Notícia divulgada hoje, 15/10/2009, no jornal Folha de S. Paulo on line, assinala que “Situação de professores no Brasil é preocupante”, segundo consultor da Unesco.
Problemas na formação continuada dos professores e até mesmo na formação inicial, além da baixa remuneração, compõem um cenário “preocupante”, de acordo com o consultor em educação da Unesco (Organização das Nações Unidas para a Educação, a Ciência e a Cultura) no Brasil, Célio da Cunha.
Ao comentar o estudo “Professores do Brasil: Impasses e Desafios”, lançado pela Unesco na semana passada, Cunha lembrou que os professores representam o terceiro maior grupo ocupacional do país (8,4%), ficando atrás apenas dos escriturários (15,2%) e dos trabalhadores do setor de serviços (14,9%). A profissão supera, inclusive, o setor de construção civil (4%).
O especialista destaca, entretanto, que é preciso “elevar o status” do professor no Brasil. A própria Unesco, ao concluir o estudo, recomenda a necessidade de “uma verdadeira revolução” nas estruturas institucionais e de formação. Dados da pesquisa indicam que 50% dos alunos que cursam o magistério e que foram entrevistados disseram que não sentem vontade de ser professores. Outro dado “de impacto”, segundo Cunha, trata dos salários pagos à categoria –50% dos docentes recebem menos de R$ 720 por mês.

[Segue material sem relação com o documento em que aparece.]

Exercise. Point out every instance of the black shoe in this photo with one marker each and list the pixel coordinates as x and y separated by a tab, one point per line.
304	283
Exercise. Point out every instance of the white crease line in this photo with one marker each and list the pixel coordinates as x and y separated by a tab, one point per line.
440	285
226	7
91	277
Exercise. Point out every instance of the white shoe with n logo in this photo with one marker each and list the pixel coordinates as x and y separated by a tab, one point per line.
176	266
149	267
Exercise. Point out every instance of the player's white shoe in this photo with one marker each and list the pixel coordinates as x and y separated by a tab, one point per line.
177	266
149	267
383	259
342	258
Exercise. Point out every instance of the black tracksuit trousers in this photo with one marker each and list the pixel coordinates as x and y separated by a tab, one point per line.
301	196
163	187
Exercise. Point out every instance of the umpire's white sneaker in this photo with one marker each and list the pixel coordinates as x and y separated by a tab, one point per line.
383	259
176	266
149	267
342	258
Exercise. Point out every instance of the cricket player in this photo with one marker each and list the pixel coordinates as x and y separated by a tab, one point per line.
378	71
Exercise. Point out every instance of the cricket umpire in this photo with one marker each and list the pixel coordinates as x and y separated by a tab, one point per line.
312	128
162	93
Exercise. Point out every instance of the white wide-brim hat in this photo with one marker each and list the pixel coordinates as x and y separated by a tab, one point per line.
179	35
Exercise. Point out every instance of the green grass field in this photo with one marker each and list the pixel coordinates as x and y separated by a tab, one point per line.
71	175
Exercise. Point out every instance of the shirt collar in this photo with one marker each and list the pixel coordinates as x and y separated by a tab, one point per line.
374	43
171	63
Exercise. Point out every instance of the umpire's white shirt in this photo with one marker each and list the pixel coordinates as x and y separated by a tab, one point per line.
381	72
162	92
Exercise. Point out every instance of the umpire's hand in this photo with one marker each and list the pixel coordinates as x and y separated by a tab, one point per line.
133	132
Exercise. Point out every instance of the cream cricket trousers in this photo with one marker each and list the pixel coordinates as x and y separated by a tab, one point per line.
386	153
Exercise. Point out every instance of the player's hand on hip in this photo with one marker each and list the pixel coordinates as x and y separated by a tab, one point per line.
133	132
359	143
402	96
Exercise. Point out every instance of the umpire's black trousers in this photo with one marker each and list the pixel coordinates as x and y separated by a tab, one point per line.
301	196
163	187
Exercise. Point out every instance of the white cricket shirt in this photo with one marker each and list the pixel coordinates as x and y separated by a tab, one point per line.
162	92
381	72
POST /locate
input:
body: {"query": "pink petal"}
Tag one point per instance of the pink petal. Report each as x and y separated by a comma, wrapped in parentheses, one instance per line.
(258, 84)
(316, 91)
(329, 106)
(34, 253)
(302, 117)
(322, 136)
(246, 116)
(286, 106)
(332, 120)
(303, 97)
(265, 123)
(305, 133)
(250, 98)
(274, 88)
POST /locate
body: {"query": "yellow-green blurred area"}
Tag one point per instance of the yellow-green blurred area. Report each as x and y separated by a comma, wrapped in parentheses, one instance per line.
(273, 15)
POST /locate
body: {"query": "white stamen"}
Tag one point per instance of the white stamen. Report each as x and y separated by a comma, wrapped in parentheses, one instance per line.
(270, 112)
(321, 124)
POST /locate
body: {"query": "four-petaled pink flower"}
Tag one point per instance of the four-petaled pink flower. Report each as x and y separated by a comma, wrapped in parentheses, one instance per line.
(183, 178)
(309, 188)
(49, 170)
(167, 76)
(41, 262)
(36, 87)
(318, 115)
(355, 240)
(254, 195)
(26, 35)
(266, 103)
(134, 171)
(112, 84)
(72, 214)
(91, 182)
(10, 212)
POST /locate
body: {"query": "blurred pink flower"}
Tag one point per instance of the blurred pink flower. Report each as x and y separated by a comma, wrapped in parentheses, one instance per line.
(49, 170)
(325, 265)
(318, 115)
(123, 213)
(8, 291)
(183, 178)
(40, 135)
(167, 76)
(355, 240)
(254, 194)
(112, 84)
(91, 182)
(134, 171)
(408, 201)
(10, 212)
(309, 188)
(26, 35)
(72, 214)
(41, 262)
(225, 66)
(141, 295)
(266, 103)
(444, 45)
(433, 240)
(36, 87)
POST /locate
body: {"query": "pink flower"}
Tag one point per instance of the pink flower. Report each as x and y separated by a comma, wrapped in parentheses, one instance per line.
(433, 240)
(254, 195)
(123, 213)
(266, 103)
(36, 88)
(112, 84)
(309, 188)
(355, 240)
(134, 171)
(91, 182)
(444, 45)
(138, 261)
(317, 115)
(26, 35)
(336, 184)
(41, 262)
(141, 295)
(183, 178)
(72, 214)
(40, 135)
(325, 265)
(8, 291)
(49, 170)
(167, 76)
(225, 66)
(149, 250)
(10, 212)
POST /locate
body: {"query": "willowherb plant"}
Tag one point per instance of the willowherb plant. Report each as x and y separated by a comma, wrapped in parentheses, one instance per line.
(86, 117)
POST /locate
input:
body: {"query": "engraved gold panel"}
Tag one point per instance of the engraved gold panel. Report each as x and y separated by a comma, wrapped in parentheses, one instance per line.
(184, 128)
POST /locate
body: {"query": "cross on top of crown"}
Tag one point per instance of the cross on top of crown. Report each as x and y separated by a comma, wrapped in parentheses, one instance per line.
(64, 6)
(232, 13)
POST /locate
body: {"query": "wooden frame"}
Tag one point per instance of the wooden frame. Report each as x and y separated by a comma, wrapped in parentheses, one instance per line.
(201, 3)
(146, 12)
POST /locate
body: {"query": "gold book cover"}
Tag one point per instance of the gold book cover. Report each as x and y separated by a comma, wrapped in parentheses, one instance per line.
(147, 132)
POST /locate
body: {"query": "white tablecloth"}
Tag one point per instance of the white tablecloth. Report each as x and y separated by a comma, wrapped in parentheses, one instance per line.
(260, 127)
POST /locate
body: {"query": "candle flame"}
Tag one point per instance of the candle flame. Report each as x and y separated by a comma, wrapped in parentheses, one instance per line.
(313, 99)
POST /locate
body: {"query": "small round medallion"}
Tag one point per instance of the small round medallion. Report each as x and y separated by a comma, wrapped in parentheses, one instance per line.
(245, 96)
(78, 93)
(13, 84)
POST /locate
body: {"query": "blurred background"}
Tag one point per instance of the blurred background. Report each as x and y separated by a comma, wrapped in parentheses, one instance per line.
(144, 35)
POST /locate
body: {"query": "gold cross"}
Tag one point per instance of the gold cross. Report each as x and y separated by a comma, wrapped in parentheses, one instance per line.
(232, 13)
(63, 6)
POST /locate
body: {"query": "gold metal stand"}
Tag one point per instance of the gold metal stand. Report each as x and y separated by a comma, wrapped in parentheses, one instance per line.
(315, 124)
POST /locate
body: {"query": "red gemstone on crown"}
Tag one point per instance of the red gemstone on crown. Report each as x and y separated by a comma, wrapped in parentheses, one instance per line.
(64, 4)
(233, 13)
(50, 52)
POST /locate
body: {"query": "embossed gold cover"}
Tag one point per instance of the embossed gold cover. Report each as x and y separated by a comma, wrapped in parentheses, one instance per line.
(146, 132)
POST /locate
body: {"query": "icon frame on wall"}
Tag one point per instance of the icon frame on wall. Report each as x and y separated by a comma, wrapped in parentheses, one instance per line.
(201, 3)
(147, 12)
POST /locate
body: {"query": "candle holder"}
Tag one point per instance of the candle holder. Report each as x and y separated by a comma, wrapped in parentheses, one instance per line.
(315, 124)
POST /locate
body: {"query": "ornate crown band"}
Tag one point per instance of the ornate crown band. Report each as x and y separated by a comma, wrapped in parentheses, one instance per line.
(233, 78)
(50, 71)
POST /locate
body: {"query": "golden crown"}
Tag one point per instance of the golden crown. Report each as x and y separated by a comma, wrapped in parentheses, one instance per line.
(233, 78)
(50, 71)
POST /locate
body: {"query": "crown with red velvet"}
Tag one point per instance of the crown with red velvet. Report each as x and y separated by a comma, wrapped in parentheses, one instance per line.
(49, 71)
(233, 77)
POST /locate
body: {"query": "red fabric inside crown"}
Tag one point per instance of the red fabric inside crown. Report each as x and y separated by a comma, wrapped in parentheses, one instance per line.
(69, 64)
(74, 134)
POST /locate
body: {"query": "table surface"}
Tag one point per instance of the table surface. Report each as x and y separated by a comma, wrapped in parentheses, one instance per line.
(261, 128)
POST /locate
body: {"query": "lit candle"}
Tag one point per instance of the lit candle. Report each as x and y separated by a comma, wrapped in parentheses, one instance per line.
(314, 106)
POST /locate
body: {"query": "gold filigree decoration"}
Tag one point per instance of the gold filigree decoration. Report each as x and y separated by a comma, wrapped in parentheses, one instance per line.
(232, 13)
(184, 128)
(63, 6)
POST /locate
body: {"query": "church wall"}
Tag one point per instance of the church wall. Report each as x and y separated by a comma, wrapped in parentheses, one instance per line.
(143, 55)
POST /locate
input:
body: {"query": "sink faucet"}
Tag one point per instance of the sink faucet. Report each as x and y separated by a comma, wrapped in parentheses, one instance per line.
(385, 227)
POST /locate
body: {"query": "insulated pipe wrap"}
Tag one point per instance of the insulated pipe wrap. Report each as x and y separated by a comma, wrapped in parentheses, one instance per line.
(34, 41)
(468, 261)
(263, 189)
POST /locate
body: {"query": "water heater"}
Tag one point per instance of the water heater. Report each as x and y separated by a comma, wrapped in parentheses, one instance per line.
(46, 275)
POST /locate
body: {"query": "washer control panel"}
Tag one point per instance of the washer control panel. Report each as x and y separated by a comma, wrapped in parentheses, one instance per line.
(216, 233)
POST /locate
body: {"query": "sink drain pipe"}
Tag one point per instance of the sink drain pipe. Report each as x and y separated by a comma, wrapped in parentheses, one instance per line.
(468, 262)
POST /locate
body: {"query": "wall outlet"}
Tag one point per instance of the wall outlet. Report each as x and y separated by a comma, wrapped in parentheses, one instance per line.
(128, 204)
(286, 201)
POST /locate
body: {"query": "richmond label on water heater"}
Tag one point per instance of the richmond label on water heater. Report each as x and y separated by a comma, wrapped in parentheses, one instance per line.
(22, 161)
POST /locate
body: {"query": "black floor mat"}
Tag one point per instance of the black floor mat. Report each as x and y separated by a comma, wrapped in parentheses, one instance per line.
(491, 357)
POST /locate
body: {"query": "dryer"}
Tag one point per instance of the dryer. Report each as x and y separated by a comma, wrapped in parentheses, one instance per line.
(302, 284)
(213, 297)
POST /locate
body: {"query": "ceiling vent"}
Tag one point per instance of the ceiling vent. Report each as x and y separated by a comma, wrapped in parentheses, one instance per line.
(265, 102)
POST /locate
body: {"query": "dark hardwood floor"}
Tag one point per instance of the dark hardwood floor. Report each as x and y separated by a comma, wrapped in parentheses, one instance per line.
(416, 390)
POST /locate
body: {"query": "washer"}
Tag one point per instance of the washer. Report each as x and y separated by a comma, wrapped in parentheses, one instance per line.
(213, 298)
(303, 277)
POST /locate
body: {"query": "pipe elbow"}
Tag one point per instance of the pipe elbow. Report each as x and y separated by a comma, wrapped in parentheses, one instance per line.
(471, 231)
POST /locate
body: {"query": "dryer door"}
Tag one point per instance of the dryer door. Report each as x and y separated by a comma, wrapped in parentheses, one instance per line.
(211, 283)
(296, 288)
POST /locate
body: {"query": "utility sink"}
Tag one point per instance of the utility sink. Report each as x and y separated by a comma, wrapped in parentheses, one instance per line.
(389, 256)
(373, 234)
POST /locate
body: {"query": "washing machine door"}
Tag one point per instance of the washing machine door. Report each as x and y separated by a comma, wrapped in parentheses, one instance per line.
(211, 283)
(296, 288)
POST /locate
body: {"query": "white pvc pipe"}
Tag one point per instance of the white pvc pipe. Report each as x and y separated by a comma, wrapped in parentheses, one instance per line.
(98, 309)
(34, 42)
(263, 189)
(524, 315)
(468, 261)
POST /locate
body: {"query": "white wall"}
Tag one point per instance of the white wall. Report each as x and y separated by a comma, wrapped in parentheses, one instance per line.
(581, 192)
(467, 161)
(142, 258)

O estudo alerta para um grande “descompasso” entre a formação teórica e a prática do ensino. Para Cunha, a formação do docente precisa estabelecer uma espécie de “aliança” entre o seu conteúdo e um projeto pedagógico, para que o professor tenha condições de entrar em sala de aula. Como recomendações, a Unesco defende a real implementação do novo piso salarial e a política de formação docente, lançada recentemente. Cunha acredita que esses podem ser “pontos de partida” para uma “ampla recuperação” da profissão no Brasil.
“Se houver continuidade e fazendo os ajustes necessários que sempre surgem, seguramente, daqui a alguns anos, podemos ter um cenário bem mais promissor do que o atual”, disse, ao ressaltar que sem professores bem formados e com uma remuneração digna não será possível atingir a qualidade que o Brasil precisa para a educação básica. “Isso coloca em risco o futuro do país, por conta da importância que a educação tem em um mundo altamente competitivo e em uma sociedade globalizada.”
Comentário do autor deste blog: ainda bem que alguém se preocupa com os professores do Brasil.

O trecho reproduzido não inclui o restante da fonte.